La proposta a Carlo Calcagni
L’avvocato Bonanni ha proposto a Carlo Calcagni di elaborare insieme un protocollo rivendicativo da pubblicare con Casa Editrice da inviare a tutte le autorità civili e militari. Nel documento, tra le varie proposte, l’Avvocato ha ipotizzato l’impiego operativo delle Forze Armate su più fronti. Ad esempio per la lotta contro il crimine organizzato e per il controllo del Territorio, contro lo spaccio. Per la salvaguardia dei bambini in ruoli particolarmente pericolosi ed il coinvolgimento di Ufficiali per l’insegnamento nelle scuole.
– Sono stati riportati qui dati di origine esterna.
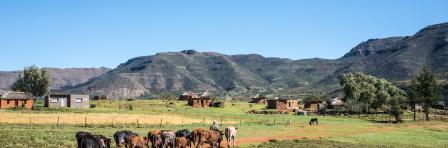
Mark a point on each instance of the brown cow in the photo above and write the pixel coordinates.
(211, 137)
(181, 142)
(230, 133)
(155, 138)
(197, 134)
(138, 142)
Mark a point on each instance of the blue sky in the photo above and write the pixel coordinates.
(90, 33)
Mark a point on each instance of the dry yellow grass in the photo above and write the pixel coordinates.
(95, 118)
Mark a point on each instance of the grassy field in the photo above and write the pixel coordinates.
(254, 130)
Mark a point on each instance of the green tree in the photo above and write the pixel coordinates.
(34, 81)
(413, 97)
(425, 89)
(365, 92)
(395, 108)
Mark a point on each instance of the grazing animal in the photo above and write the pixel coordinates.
(155, 138)
(214, 126)
(138, 142)
(314, 121)
(183, 133)
(186, 134)
(121, 137)
(182, 142)
(87, 140)
(196, 136)
(79, 137)
(168, 139)
(211, 137)
(230, 133)
(98, 141)
(104, 140)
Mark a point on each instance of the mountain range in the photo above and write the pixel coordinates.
(396, 59)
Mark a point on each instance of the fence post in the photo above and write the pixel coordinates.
(113, 121)
(161, 122)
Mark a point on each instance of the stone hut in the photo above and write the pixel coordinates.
(314, 105)
(259, 99)
(203, 101)
(188, 95)
(12, 99)
(67, 101)
(100, 97)
(283, 103)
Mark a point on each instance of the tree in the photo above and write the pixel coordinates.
(365, 92)
(395, 108)
(413, 97)
(34, 81)
(425, 89)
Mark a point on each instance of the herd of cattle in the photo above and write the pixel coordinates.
(160, 138)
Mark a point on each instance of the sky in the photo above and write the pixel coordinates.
(105, 33)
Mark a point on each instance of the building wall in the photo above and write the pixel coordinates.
(199, 102)
(11, 103)
(85, 103)
(29, 104)
(61, 103)
(4, 103)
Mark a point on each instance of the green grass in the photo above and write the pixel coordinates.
(316, 144)
(253, 129)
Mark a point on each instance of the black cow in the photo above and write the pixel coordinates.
(185, 133)
(121, 137)
(94, 141)
(80, 136)
(314, 121)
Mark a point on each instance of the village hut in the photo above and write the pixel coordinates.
(203, 101)
(283, 103)
(315, 105)
(188, 95)
(67, 101)
(259, 99)
(100, 97)
(12, 99)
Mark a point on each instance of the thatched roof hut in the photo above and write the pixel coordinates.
(283, 103)
(13, 99)
(188, 95)
(260, 99)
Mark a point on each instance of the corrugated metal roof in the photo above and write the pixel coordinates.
(15, 95)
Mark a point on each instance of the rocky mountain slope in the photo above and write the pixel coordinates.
(60, 78)
(395, 58)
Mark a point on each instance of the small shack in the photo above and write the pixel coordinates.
(100, 97)
(259, 99)
(188, 95)
(203, 101)
(314, 105)
(67, 100)
(12, 99)
(283, 103)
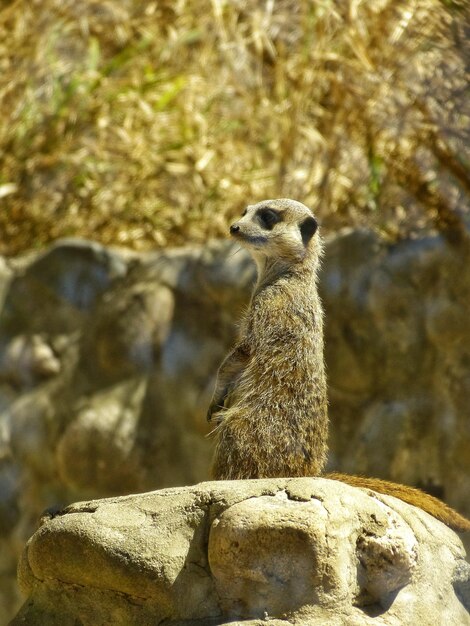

Vittime non una sola volta
Bonanni ha ricordato i casi di parenti delle vittime contaminate dall’amianto. Ad esempio mogli che lavavano gli indumenti dei mariti pieni di fibre killer per poi ammalarsi di malattie asbesto correlate, oppure parenti contaminati dall’uranio in quanto congiunti con un militare, come il caso Santospirito.
Una metamorfosi culturale
La mia proposta operativa è quella di creare una massa critica, una forza d’urto per aggregare le energie. Per un’azione culturale, sociale, morale e soltanto in via residuale in via giudiziaria” ha concluso l’Avvocato Ezio Bonanni.
E grazie alle sue parole il silenzio viene spezzato, ma c’è ancora troppa strada da fare.